Elizabeth Warren
Sen. Elizabeth Warren, D-Mass.Tom Williams/CQ-Roll Call, Inc via Getty Images
  • Sen. Elizabeth Warren has come out in support of expanding more justices to the Supreme Court.
  • The Massachusetts Democrat criticized the court's 6-3 conservative majority.
  • "To restore balance and integrity to a broken institution, Congress must expand the Supreme Court by four or more seats," Warren wrote.

Sen. Elizabeth Warren on Wednesday fiercely condemned the Supreme Court's current 6-3 conservative majority and came out in support for expanding the number of justices on the bench.

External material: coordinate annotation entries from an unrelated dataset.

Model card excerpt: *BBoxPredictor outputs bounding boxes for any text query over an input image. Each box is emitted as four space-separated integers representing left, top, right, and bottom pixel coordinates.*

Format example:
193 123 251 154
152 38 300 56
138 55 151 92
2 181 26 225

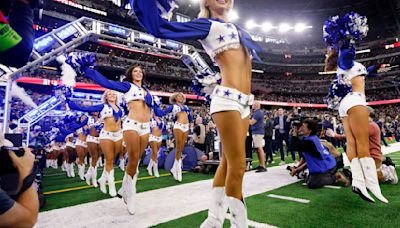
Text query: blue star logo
217 35 225 43
225 23 233 29
230 32 237 40
224 89 231 97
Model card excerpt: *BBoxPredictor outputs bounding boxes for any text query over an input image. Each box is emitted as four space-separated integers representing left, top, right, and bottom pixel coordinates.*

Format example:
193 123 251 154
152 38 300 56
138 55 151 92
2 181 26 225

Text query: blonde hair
197 0 235 18
169 93 186 104
101 89 122 105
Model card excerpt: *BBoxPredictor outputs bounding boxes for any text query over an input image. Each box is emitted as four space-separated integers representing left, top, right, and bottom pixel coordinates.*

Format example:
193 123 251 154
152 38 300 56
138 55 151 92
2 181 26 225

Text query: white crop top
336 61 368 85
199 20 240 59
124 84 145 103
172 104 189 116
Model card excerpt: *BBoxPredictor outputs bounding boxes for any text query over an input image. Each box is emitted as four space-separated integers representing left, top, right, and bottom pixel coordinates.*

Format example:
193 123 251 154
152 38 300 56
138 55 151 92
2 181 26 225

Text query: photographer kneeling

"I believe it's time for Congress to yet again use its constitutional authority to expand the number of justices on the Supreme Court," the Massachusetts Democrat she wrote in a Boston Globe op-ed. "I don't come to this conclusion lightly or because I disagree with a particular decision; I come to this conclusion because I believe the current court threatens the democratic foundations of our nation."

Warren said that adding more justices would help "rebalance" the court, which she claims in recent years has undermined its legitimacy and independence because of a slew of "radical right-wing" decisions, particularly concerning voting rights, labor unions, and corporate power.

"This radical court has reversed century-old campaign-finance restrictions, opening the floodgates for corporations to spend unlimited sums of money to buy our elections. It has reversed well-settled law that once required employers to permit union organizers to meet with workers," Warren wrote. "And it has gutted one of the most important civil rights laws of our time, the Voting Rights Act, not once but twice."

The progressive lawmaker also called out Senate Minority Leader Mitch McConnell, the highest-ranking Republican senator, for refusing to consider former President Barack Obama's Supreme Court nominee, Merrick Garland, to replace the late Justice Antonin Scalia in 2016, nine months before the presidential election, but then four years later, swiftly confirming former President Donald Trump's pick, Amy Coney Barrett, eight days before the 2020 election.

McConnell, who was Senate majority leader in 2016, has repeatedly defended his decision to block Garland's nomination, arguing that the last time the opposite party of a president confirmed a new Supreme Court justice in a presidential election year was in 1888.

As for what happened in 2020, McConnell said because both the White House and Senate were controlled by Republicans, they could move forth with a Supreme Court vacancy in a presidential election year. In his one term in office, Trump appointed three justices to the bench: Barrett in 2020, Brett Kavanaugh in 2018, and Neil Gorsuch — Scalia's replacement — in 2017.

Warren blasted the move in her op-ed as "Republican court-packing" and "Republican hijacking of the Supreme Court."

"To restore balance and integrity to a broken institution, Congress must expand the Supreme Court by four or more seats," Warren wrote.

The senator also cited recent low public approval ratings the court has received as a reason to push for reform. A new Quinnipiac University poll last month found that more than 6 in 10 Americans say the Supreme Court is motivated primarily by politics.

"Rebalancing the court is a necessary step to restore its credibility as an independent institution, one that works for the American people and not just for the wealthy and the powerful," Warren wrote.

Warren tied her stance to the possibility that the Supreme Court may overturn abortion rights guaranteed nearly 50 years ago in the landmark ruling, Roe v. Wade. The Supreme Court is set to make a decision to that major abortion challenge by next June.

"Without reform, the court's 6-3 conservative supermajority will continue to threaten basic liberties for decades to come," Warren wrote.